In summary, it is possible that the great interest of the international psycho-oncology literature on this subject shows the importance of having a valid and reliable tool to assess the social impact of the oncological experience, but at the same time, further efforts are needed to investigate the psychometric properties of the instruments already in existence. Moreover, research on the social impact of cancer should probably consider employing one or more of these tools, as they are complementary to each other but do not overlap.

Considering the various social topics—forms, resources, difficulties, and worries related to being a “social person”—different potential social referrals taken into consideration by the identified tools could be the first step for the development of a more complete instrument.
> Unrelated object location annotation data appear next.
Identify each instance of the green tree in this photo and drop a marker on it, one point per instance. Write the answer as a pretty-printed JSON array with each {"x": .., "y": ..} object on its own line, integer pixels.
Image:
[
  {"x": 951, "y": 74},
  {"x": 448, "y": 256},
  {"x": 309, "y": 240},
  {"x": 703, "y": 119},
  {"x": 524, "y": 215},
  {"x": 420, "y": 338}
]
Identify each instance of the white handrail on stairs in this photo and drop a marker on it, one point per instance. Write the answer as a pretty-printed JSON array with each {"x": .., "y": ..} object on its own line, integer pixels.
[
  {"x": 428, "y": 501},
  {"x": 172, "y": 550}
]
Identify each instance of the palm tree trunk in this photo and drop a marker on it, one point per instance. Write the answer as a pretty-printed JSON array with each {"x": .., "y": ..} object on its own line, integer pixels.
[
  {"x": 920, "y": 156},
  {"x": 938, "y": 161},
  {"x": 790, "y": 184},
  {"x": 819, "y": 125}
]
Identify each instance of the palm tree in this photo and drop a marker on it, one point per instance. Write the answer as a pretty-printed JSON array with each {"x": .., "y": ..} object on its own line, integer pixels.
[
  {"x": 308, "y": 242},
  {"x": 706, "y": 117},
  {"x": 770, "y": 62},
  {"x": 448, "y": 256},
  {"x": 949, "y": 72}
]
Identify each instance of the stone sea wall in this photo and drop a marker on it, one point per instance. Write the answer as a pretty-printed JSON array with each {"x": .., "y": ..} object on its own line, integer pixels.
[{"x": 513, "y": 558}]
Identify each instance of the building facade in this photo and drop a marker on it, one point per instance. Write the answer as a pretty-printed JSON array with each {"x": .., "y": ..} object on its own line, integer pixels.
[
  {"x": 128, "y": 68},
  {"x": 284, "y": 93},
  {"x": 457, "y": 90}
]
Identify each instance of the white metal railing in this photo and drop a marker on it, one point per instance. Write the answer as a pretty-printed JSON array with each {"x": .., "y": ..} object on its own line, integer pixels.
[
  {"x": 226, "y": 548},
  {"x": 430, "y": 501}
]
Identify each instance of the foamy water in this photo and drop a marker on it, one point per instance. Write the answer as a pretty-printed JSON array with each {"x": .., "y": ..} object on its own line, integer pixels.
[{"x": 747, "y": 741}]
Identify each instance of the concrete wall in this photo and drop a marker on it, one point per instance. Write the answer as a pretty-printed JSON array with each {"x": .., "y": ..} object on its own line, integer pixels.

Talking about the social impact of cancer also means considering the repercussions of the disease on the patient's partner, relatives, caregivers, friends, and community. In this work, we decided to limit the search of the instruments to those focused on the oncological patient, but other social entities certainly also need further investigation. A further limitation is connected to the fact that, in this paper, we only analyzed instruments for which validation data were available in the oncological context. Many other instruments that were not specially created could prove just as useful. Finally, since we restricted data searching to MedLine and PsycINFO, it is possible that extending the search to other databases (e.g., Embase, Cinahl) would yield additional pertinent papers. Notwithstanding these limitations, this paper is the first attempt that we are aware of to group several instruments that are being used in the oncological field with the goal of measuring the social impact of cancer—regardless of which facet of this broad concept is actually being investigated.